RAIDing with LVM vs MDRAID - pros and cons?

79,148

Solution 1

How mature and featureful is LVM RAID?

LVM-RAID is actually mdraid under the covers. It basically works by creating two logical volumes per RAID device (one for data, called "rimage"; one for metadata, called "rmeta"). It then passes those off to the existing mdraid drivers. So things like handling disk read errors, I/O load balancing, etc. should be fairly mature.

That's the good news.

Tools

You can't use mdadm on it (at least, not in any easy way¹) and the LVM RAID tools are nowhere near as mature. For example, in Debian Wheezy, lvs can't tell you RAID5 sync status. I very much doubt repair and recovery (especially from "that should never happen!" situations) is anywhere near as good as mdadm (and I accidentally ran into one of those in my testing, and finally just gave up on recovering it—recovery with mdadm would have been easy).

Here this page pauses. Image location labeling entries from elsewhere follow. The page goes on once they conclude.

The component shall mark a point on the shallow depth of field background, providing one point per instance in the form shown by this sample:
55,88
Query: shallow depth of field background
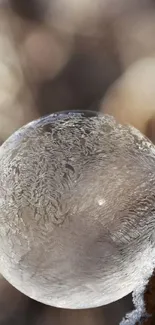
66,55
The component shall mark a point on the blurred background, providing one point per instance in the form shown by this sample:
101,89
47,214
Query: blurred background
75,54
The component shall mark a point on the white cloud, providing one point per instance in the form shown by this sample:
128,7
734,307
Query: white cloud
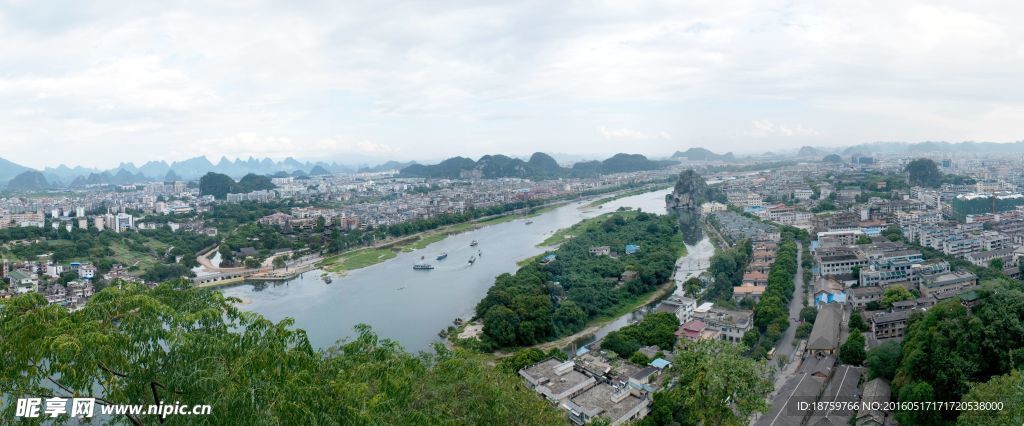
764,128
101,82
631,134
246,144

Especially if you're not using the newest versions of all the tools, it gets worse.

Missing Features

Current versions of LVM-RAID do not support shrinking (lvreduce) a RAID logical volume. Nor do they support changing the number of disks or RAID level (lvconvert gives an error message saying not supported yet). lvextend does work, and can even grow RAID levels that mdraid only recently gained support for, such as RAID10. In my experience, extending LVs is much more common than reducing them, so that's actually reasonable.

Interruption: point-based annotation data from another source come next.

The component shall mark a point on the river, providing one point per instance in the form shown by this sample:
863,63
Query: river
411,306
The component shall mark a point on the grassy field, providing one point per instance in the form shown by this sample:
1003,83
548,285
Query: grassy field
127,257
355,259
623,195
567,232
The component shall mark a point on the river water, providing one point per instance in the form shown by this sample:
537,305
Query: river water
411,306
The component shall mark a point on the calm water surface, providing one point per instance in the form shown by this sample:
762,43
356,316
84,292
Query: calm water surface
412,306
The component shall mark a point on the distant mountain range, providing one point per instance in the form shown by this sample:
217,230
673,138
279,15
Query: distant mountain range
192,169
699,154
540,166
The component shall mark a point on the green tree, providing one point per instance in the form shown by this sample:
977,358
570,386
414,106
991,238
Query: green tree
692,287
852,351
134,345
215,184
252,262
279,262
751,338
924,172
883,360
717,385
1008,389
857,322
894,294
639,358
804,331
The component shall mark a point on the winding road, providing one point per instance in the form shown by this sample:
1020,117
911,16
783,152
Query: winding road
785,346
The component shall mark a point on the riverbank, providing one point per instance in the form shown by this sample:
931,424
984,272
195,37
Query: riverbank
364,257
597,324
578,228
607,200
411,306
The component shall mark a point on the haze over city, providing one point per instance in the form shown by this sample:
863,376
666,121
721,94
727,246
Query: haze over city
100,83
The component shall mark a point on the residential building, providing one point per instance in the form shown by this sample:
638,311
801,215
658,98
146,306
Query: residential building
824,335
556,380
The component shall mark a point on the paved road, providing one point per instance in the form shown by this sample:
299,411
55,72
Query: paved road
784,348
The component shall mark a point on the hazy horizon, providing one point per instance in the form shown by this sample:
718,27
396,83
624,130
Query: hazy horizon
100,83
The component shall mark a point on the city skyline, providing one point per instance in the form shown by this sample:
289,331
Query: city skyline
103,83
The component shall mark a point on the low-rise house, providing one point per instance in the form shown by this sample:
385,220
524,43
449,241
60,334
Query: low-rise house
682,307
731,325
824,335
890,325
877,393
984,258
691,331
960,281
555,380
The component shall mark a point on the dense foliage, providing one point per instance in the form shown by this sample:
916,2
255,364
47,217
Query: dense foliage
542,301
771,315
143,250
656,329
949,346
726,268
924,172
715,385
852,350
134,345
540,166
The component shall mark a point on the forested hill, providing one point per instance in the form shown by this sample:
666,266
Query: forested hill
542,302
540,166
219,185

Some other mdraid features aren't present, and especially you can't customize all the options you can in with mdadm.

On older versions (as found in, for example, Debian Wheezy), LVM RAID does not support growing, either. For example, on Wheezy:

root@LVM-RAID:~# lvextend -L+1g vg0/root
Extending logical volume root to 11.00 GiB
Internal error: _alloc_init called for non-virtual segment with no disk space.

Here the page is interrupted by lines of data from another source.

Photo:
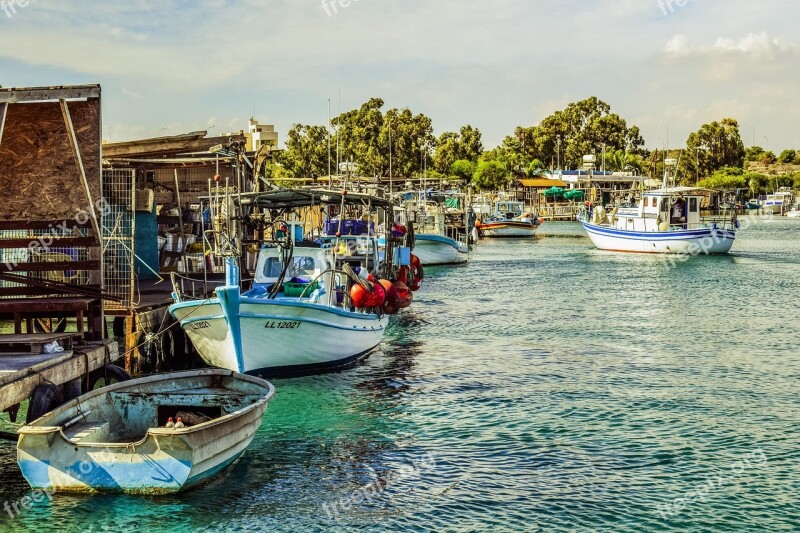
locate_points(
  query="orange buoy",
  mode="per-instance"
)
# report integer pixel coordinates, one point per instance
(404, 296)
(391, 292)
(359, 296)
(378, 296)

In general, you don't want to run the Wheezy versions.

The above is once you get it installed. That is not a trivial process either.

Tool problems

Playing with my Jessie VM, I disconnected (virtually) one disk. That worked, the machine stayed running. lvs, though, gave no indication the arrays were degraded. I re-attached the disk, and removed a second. Stayed running (this is raid6). Re-attached, still no indication from lvs. I ran lvconvert --repair on the volume, it told me it was OK. Then I pulled a third disk... and the machine died. Re-inserted it, rebooted, and am now unsure how to fix. mdadm --force --assemble would fix this; neither vgchange nor lvchange appears to have that option (lvchange accepts --force, but it doesn't seem to do anything). Even trying dmsetup to directly feed the mapping table to the kernel, I could not figure out how to recover it.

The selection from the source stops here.